There are many rewards to operating as a Professional Learning Community, but one remarkable feature is found in the need for and value of teacher empowerment as the pathway to school improvement from the classroom level. In PLCs, teacher leadership is paramount to the school’s ultimate success. But what does leadership look like in a collaborative team of equal peers?
Positional titles (grade level leaders, department chairs, mentors, coaches, instructional resource teachers, reading or math specialists, to name a few), while impressive, bear no authority in the traditional sense of ‘power over,’ leaving teacher leaders to ponder how they can impact positive change when they share the same degree of authority as those they are charged to lead. Fortunately, it doesn’t take a positional title to lead change. All teachers have access to the two most influential forms of power: professional power and moral authority (Erkens and Twadell, 2012).

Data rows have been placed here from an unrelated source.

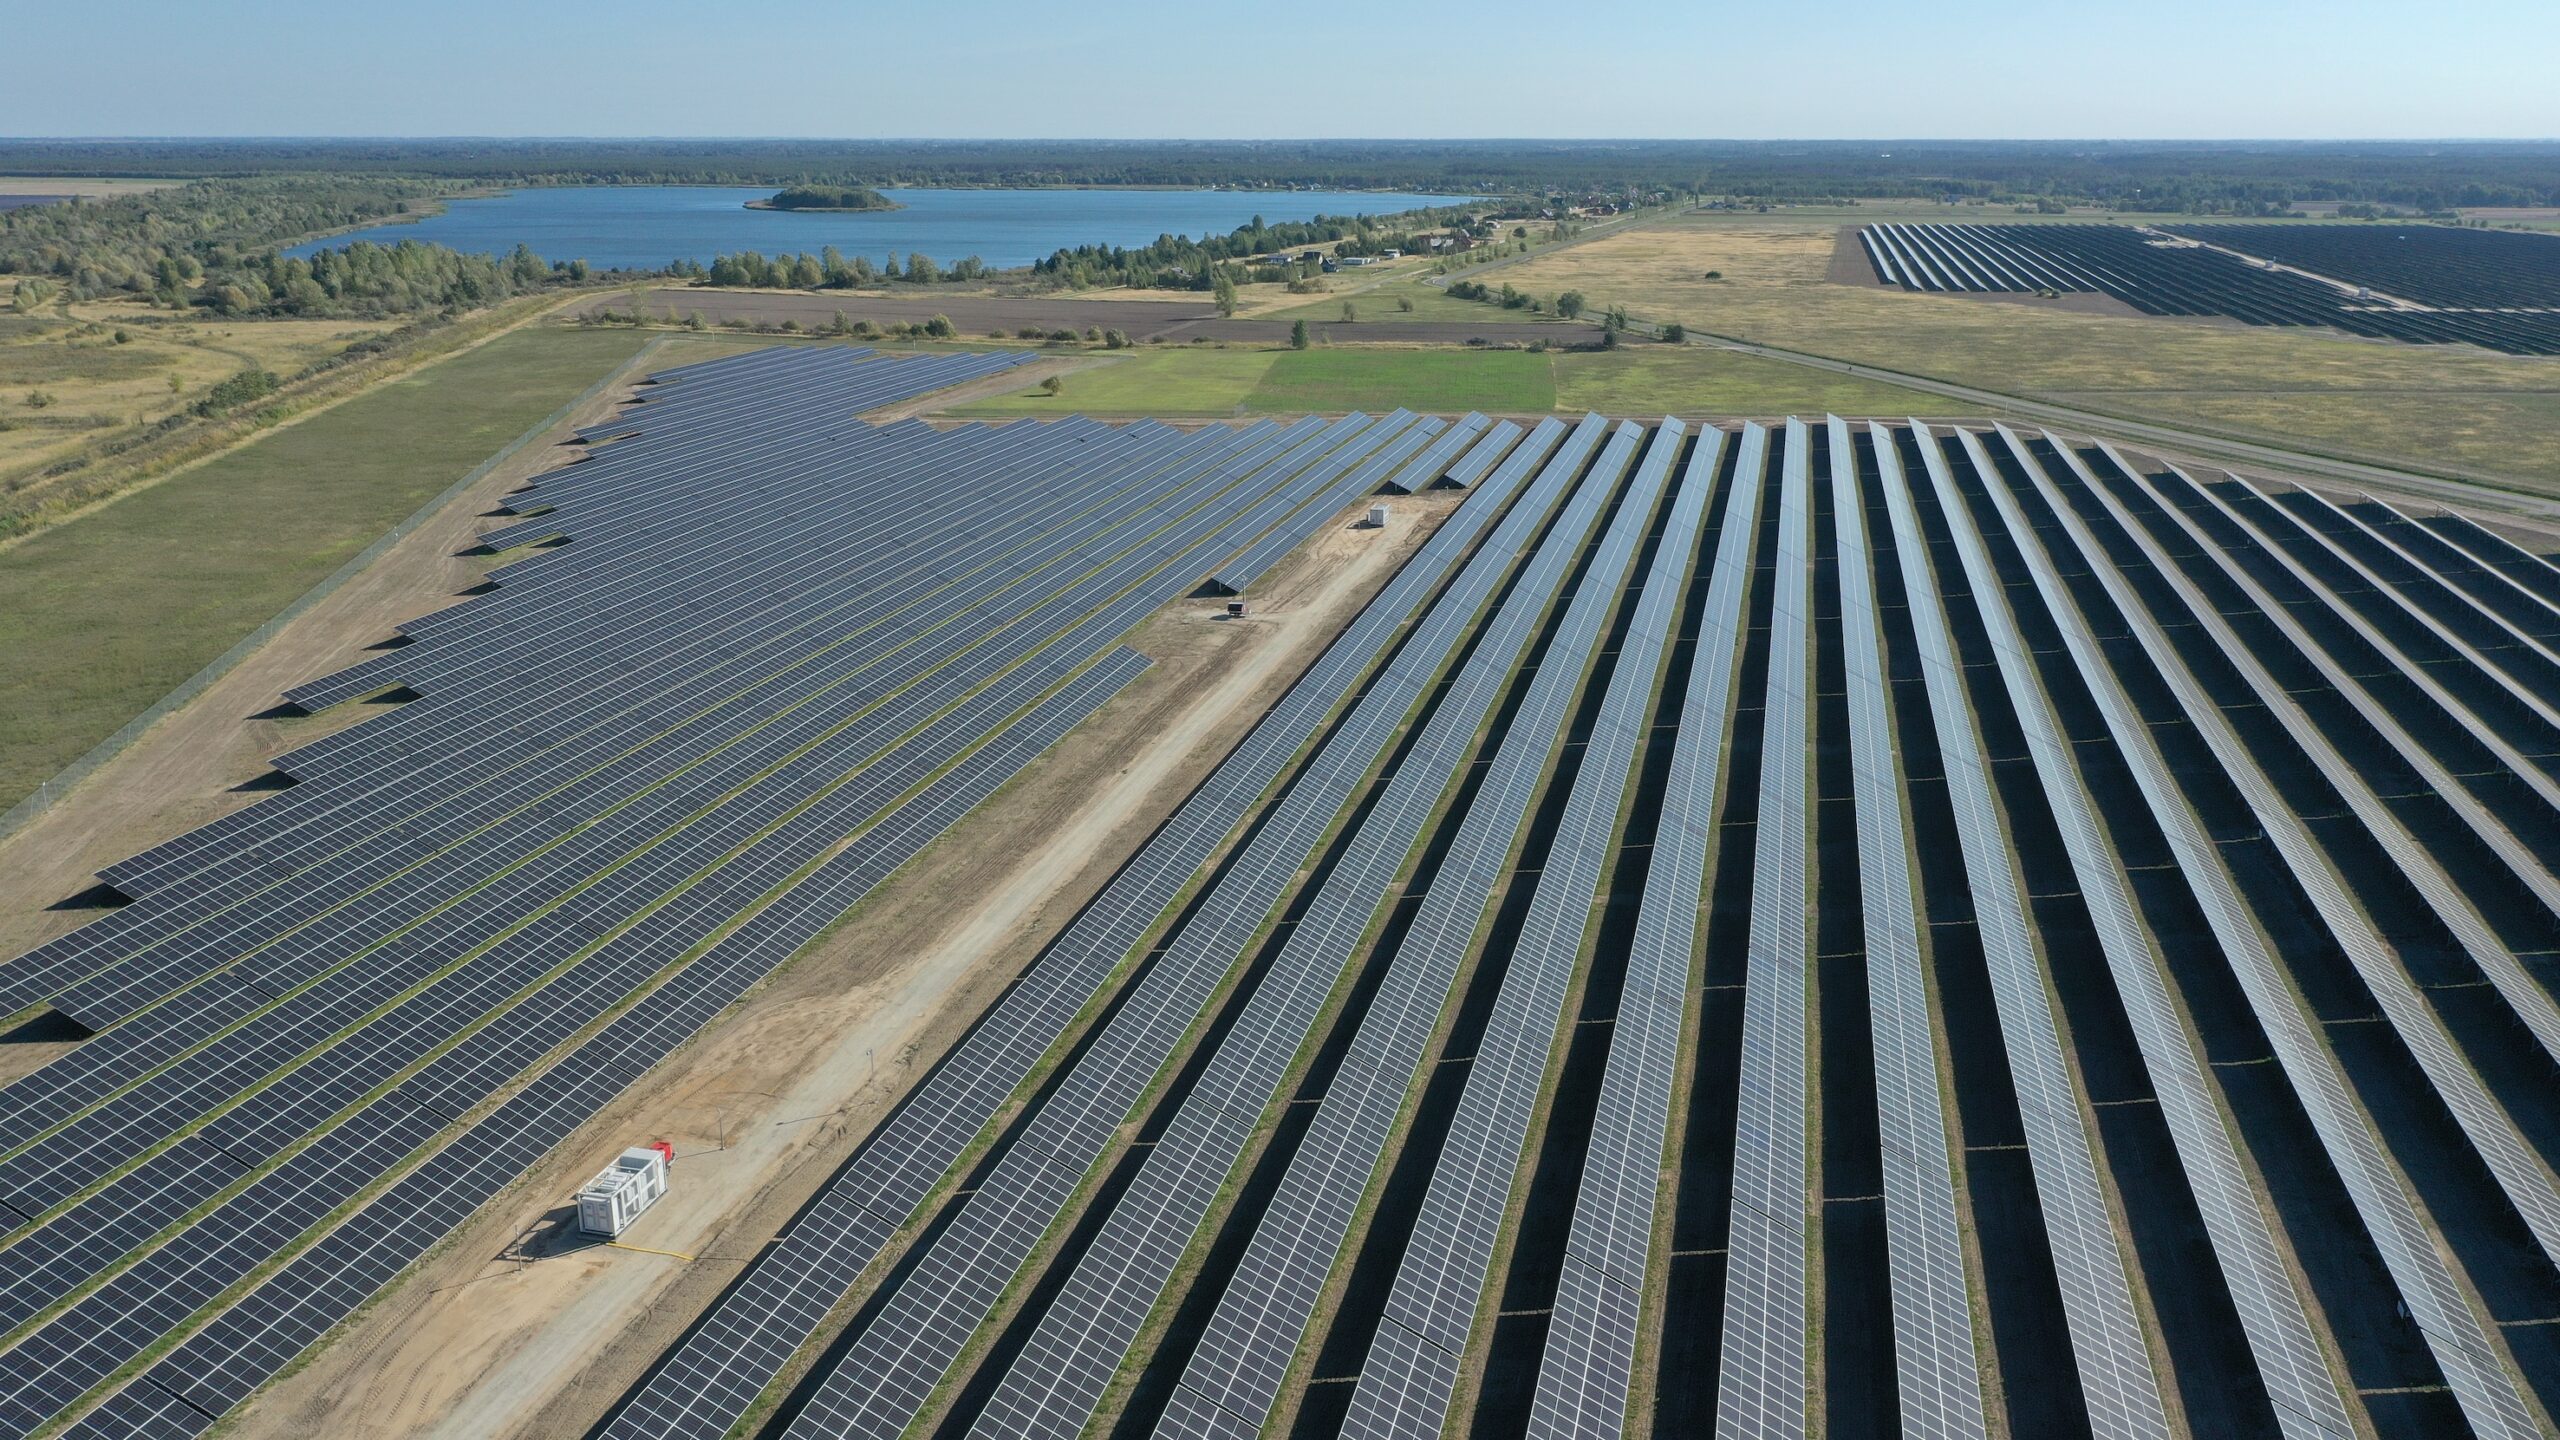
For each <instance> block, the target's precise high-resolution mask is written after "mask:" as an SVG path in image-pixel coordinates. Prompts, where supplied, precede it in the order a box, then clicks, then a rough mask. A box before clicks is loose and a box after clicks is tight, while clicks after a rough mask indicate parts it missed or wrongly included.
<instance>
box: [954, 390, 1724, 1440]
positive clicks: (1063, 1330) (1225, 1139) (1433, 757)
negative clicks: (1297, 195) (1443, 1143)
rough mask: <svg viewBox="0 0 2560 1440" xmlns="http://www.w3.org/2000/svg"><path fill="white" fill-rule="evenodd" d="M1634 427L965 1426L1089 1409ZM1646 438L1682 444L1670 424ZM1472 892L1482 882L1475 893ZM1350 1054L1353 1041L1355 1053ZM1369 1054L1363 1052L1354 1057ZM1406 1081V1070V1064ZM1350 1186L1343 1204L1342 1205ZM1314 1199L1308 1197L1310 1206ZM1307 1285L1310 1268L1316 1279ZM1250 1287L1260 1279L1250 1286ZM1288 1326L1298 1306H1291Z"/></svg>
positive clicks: (1598, 588)
mask: <svg viewBox="0 0 2560 1440" xmlns="http://www.w3.org/2000/svg"><path fill="white" fill-rule="evenodd" d="M1641 436H1644V433H1641V430H1638V428H1636V425H1620V428H1618V433H1615V436H1613V438H1610V446H1608V448H1605V451H1603V456H1600V461H1597V466H1595V471H1592V474H1590V477H1585V482H1582V489H1580V497H1577V507H1574V510H1569V512H1567V515H1564V518H1562V523H1559V525H1554V528H1551V530H1549V536H1546V541H1544V543H1541V546H1539V551H1536V553H1533V556H1531V559H1528V569H1526V571H1523V574H1521V579H1518V582H1516V584H1513V592H1510V600H1508V602H1505V605H1503V610H1500V612H1498V615H1495V618H1492V623H1490V625H1487V630H1485V635H1482V638H1480V641H1477V646H1475V651H1472V653H1469V656H1467V664H1464V666H1462V669H1459V674H1457V679H1454V682H1452V684H1449V689H1446V692H1444V694H1441V697H1439V702H1436V705H1434V710H1431V717H1428V723H1426V725H1423V730H1421V738H1418V740H1416V743H1413V748H1408V751H1405V753H1403V756H1400V758H1398V764H1395V774H1393V776H1390V779H1388V781H1385V787H1382V789H1380V794H1377V799H1375V802H1372V805H1370V812H1367V817H1364V820H1362V822H1359V828H1357V833H1354V835H1352V838H1349V840H1347V846H1344V848H1341V851H1339V856H1336V858H1334V861H1331V866H1329V869H1326V879H1324V887H1321V889H1318V892H1316V899H1313V902H1311V904H1308V907H1306V912H1300V915H1298V920H1295V925H1293V928H1290V933H1288V940H1285V943H1283V948H1280V956H1277V958H1275V961H1272V966H1270V969H1267V974H1265V976H1262V979H1257V981H1254V992H1252V999H1249V1002H1247V1007H1244V1012H1242V1017H1239V1020H1236V1022H1234V1025H1231V1027H1229V1033H1226V1038H1224V1040H1221V1043H1219V1048H1216V1053H1213V1056H1211V1058H1208V1066H1206V1068H1203V1071H1201V1076H1198V1079H1196V1081H1193V1086H1190V1094H1188V1097H1185V1099H1183V1107H1180V1109H1178V1112H1175V1117H1172V1122H1170V1125H1167V1127H1165V1133H1162V1138H1157V1143H1155V1150H1152V1153H1149V1156H1147V1166H1144V1168H1142V1171H1139V1176H1137V1181H1134V1184H1132V1186H1129V1191H1126V1194H1124V1197H1121V1199H1119V1204H1114V1209H1111V1217H1108V1220H1106V1222H1103V1230H1101V1235H1096V1240H1093V1245H1091V1248H1088V1250H1085V1256H1083V1261H1080V1263H1078V1266H1075V1273H1073V1276H1070V1279H1068V1286H1065V1289H1062V1291H1060V1297H1057V1299H1055V1302H1052V1304H1050V1309H1047V1314H1044V1317H1042V1325H1039V1330H1034V1335H1032V1340H1029V1345H1024V1350H1021V1355H1019V1358H1016V1361H1014V1363H1011V1368H1009V1371H1006V1376H1004V1384H998V1386H996V1394H993V1396H991V1399H988V1404H986V1412H983V1414H980V1420H978V1435H991V1437H993V1435H1050V1437H1073V1435H1078V1432H1080V1430H1083V1427H1085V1422H1088V1420H1091V1414H1093V1407H1096V1404H1098V1402H1101V1396H1103V1389H1106V1386H1108V1381H1111V1376H1114V1373H1116V1371H1119V1363H1121V1361H1124V1358H1126V1353H1129V1345H1132V1343H1134V1340H1137V1330H1139V1325H1144V1320H1147V1312H1149V1309H1152V1307H1155V1299H1157V1297H1160V1294H1162V1291H1165V1284H1167V1281H1170V1279H1172V1268H1175V1263H1178V1258H1180V1256H1183V1250H1185V1248H1188V1243H1190V1235H1193V1232H1196V1230H1198V1225H1201V1222H1203V1220H1206V1215H1208V1207H1211V1204H1213V1199H1216V1194H1219V1189H1221V1186H1224V1181H1226V1176H1229V1171H1231V1168H1234V1166H1236V1161H1239V1158H1242V1148H1244V1140H1247V1135H1249V1133H1252V1122H1254V1120H1257V1117H1260V1115H1262V1112H1265V1109H1270V1104H1272V1102H1277V1099H1280V1086H1283V1084H1285V1079H1288V1074H1290V1061H1293V1058H1295V1056H1298V1053H1300V1048H1303V1045H1306V1038H1308V1030H1311V1027H1313V1022H1316V1015H1318V1012H1321V1010H1324V1002H1326V997H1329V994H1331V992H1334V989H1336V986H1339V984H1341V976H1344V971H1347V966H1349V963H1352V956H1354V951H1357V948H1359V943H1362V938H1364V935H1370V930H1372V925H1377V917H1380V910H1382V907H1385V902H1388V887H1390V884H1393V881H1395V876H1398V874H1400V871H1403V869H1405V863H1408V861H1411V856H1413V851H1416V846H1418V843H1421V835H1423V830H1426V825H1428V820H1431V817H1434V810H1436V805H1439V799H1441V797H1444V794H1446V792H1449V789H1452V784H1454V781H1457V776H1459V774H1462V771H1464V766H1467V758H1469V753H1472V751H1475V738H1477V730H1480V728H1482V723H1485V717H1487V715H1490V710H1492V705H1495V700H1498V697H1500V694H1503V687H1505V679H1508V676H1510V669H1513V666H1516V664H1518V661H1521V656H1523V653H1526V648H1528V643H1531V638H1533V633H1536V628H1539V620H1541V615H1544V610H1546V605H1549V600H1556V594H1559V584H1562V579H1564V571H1567V569H1569V564H1572V559H1574V553H1577V551H1580V546H1582V541H1585V533H1587V523H1590V520H1592V518H1597V512H1600V502H1603V500H1605V497H1608V495H1610V492H1613V489H1615V482H1618V477H1620V474H1626V466H1628V461H1631V459H1633V454H1636V446H1638V443H1641ZM1656 448H1679V438H1677V430H1674V433H1672V438H1669V441H1656ZM1667 469H1669V461H1667V459H1661V461H1656V459H1654V456H1646V464H1644V466H1638V471H1636V479H1633V484H1631V492H1628V495H1626V500H1623V502H1620V505H1618V518H1615V520H1613V523H1610V530H1608V533H1605V536H1603V541H1600V551H1597V556H1595V559H1592V569H1590V571H1587V579H1585V584H1582V589H1580V592H1577V594H1574V597H1572V600H1567V605H1569V612H1567V620H1564V630H1562V633H1559V635H1556V638H1554V641H1551V643H1549V648H1546V653H1544V659H1541V661H1539V676H1541V679H1539V684H1533V687H1531V694H1528V700H1523V705H1521V712H1518V717H1516V720H1513V723H1510V728H1508V735H1510V740H1508V743H1505V753H1503V756H1498V758H1495V779H1492V781H1490V784H1487V787H1485V789H1480V792H1477V810H1469V815H1485V810H1482V807H1490V812H1492V820H1495V822H1500V825H1508V828H1505V838H1508V835H1510V833H1516V830H1518V828H1521V820H1523V812H1521V810H1516V807H1513V805H1508V802H1505V797H1513V799H1518V802H1521V805H1526V799H1528V787H1505V784H1503V776H1505V774H1508V771H1516V769H1523V764H1526V771H1528V774H1531V776H1533V774H1536V771H1539V769H1544V764H1546V751H1549V748H1551V746H1554V740H1556V728H1559V720H1562V707H1564V702H1567V700H1569V694H1572V689H1574V682H1577V676H1580V674H1582V669H1585V666H1587V661H1590V648H1592V643H1595V641H1597V633H1600V620H1603V618H1605V612H1608V602H1610V600H1613V594H1615V577H1618V571H1620V569H1623V566H1626V561H1628V556H1631V553H1633V538H1636V536H1641V530H1644V523H1646V518H1649V515H1651V502H1654V495H1659V489H1661V482H1664V477H1667ZM1510 743H1518V746H1521V748H1523V751H1526V748H1533V751H1536V756H1533V758H1513V756H1510V753H1508V746H1510ZM1436 889H1441V892H1444V894H1469V889H1472V887H1464V884H1457V887H1436ZM1472 894H1475V897H1477V899H1482V894H1485V892H1482V889H1472ZM1354 1053H1357V1048H1354ZM1362 1058H1367V1056H1362ZM1408 1074H1411V1071H1408ZM1357 1189H1359V1186H1352V1197H1349V1202H1352V1204H1357ZM1324 1202H1329V1209H1336V1212H1339V1209H1341V1207H1344V1197H1339V1194H1334V1197H1324ZM1324 1202H1318V1204H1324ZM1298 1217H1300V1215H1298V1212H1295V1209H1283V1217H1280V1222H1283V1225H1288V1222H1293V1220H1298ZM1316 1279H1318V1281H1321V1273H1318V1276H1316ZM1247 1284H1257V1281H1252V1279H1249V1281H1247ZM1300 1325H1303V1317H1300ZM1295 1338H1298V1335H1295V1330H1293V1332H1290V1335H1288V1338H1285V1343H1280V1345H1272V1350H1277V1353H1280V1355H1283V1358H1285V1355H1288V1353H1290V1350H1295Z"/></svg>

Positional power has limitations. Leaders with titles can demand or require things of others, but the scope of their impact is proportional to the quality of their efforts to capture the heart and passion of their followers. Even titled leaders (e.g. principals, directors, superintendents, etc.) require professional power and moral authority if they are to create meaningful changes. Professional power and moral authority are really the only ways that teacher leaders will be able to influence their teammates, or even their own leaders, in positive and significant ways.
When it comes to working with or influencing one’s peers, professional power should not be assumed because it is not simply granted. It does not come with donning a leadership title and it does not come with surviving many years of experience in the classroom or the boardroom. Professional power must be earned in the eyes of one’s colleagues and followers.
Professional power is derived from consistently recognizable prowess.
Educators with professional power have invested deeply in the study of their craft. Their pedagogical expertise is masterful and fluid. They can analyze their impact, improvise with their instructional or leadership strategies, explore possibilities without getting sidetracked, challenge all of their learners, and ultimately improve their results.
They are passionate, committed, proactive, positive, and successful. In both large and small moments, they are the models of the very beliefs and behaviors they expect in others. They are authentic and consistent.
Professional power arises from insatiable, visible learning.
Educators with professional power have deep content knowledge, yet they openly and persistently strive to deepen it. Their colleagues view them as voracious learners. They read, interview, observe, participate, practice, seek feedback, double check, and revise while honing their craft. They are discerning. They explore all sides to an issue, but with positive presuppositions.
They adopt a learning posture in their staff meetings, in their formal and informal learning experiences, and most importantly, in their own classrooms. Rather than seeking what’s wrong, they search for what’s right, what’s replicable, and what’s working to cause the appropriate responses. If a research-based best practice doesn’t work in their classroom, they strive to fix it by identifying the variables that might be hindering their results and they trying a new approach. They document their efforts, creating their own local research with evidence. It is always clear that they engaged in inquiry before attempting advocacy when they are making recommendations for team- or school-based improvement.
Professional power is cloaked in humility and grace.
Educators with professional power accept that the more they know, the more they know they don’t know. So, they are brave without bravado, prudent devoid of prudishness, and competent shy of conceit. They are happy to share and eager to try new things. Educators with professional power are easy to follow. Each of us has the potential and the obligation to develop our professional power. We owe it to our learners.
Masterful leaders also harness the power of the moral imperative to lead change. In other words, they can more readily convince their colleagues to alter or improve something when their recommendations are firmly grounded in doing the right work for the right reasons – the obligation to address a greater purpose.
Educators access moral authority through the language of vision, mission, values, and goals.
The 4 pillars of quality organizational development – vision, mission, values, and goals [V/M/V/G] – are operationalized when they are activated as the language of moral authority across the entire organization. The exact language of the V/M/V/G statements that become common place are not commonly understood when they serve solely as marketing features reduced to expressions printed on mugs and letter head; rather, they are commonly understood and integrated, when leaders in the organization reference them as the barometer for all decisions (Will this act help us actualize our vision? Would attending this event enhance our capacity to live our mission? Will purchasing those resources help us accomplish our goals?). It’s hard to disagree with an educational leader who implores followers to base all decisions on what’s best for students and learning.
Educators who access moral authority hold others accountable to the higher purpose.
Educators who develop their moral authority view their work as a calling as opposed to a job or a career. They are in education because of their passion for guaranteeing all students are successful, and they will do whatever it takes, including sometimes fighting the very systems or beliefs that prohibit the right work from happening. They are agents of hope for all stakeholder groups, especially their peers, when they challenge the status quo to remain true to a greater purpose. They challenge the silent majority to take action. They confront the unengaged, the non-believers, or the antagonists who may have lost their focus on the greater purpose or forgotten how to lead as servants to the moral imperative.
In a professional learning community, everyone must focus on developing their leadership capacity. Imagine the unstoppable impact of a committed staff focused on continually refining their professional power and harnessing their moral authority to lead change. Each of us holds the power to make a difference.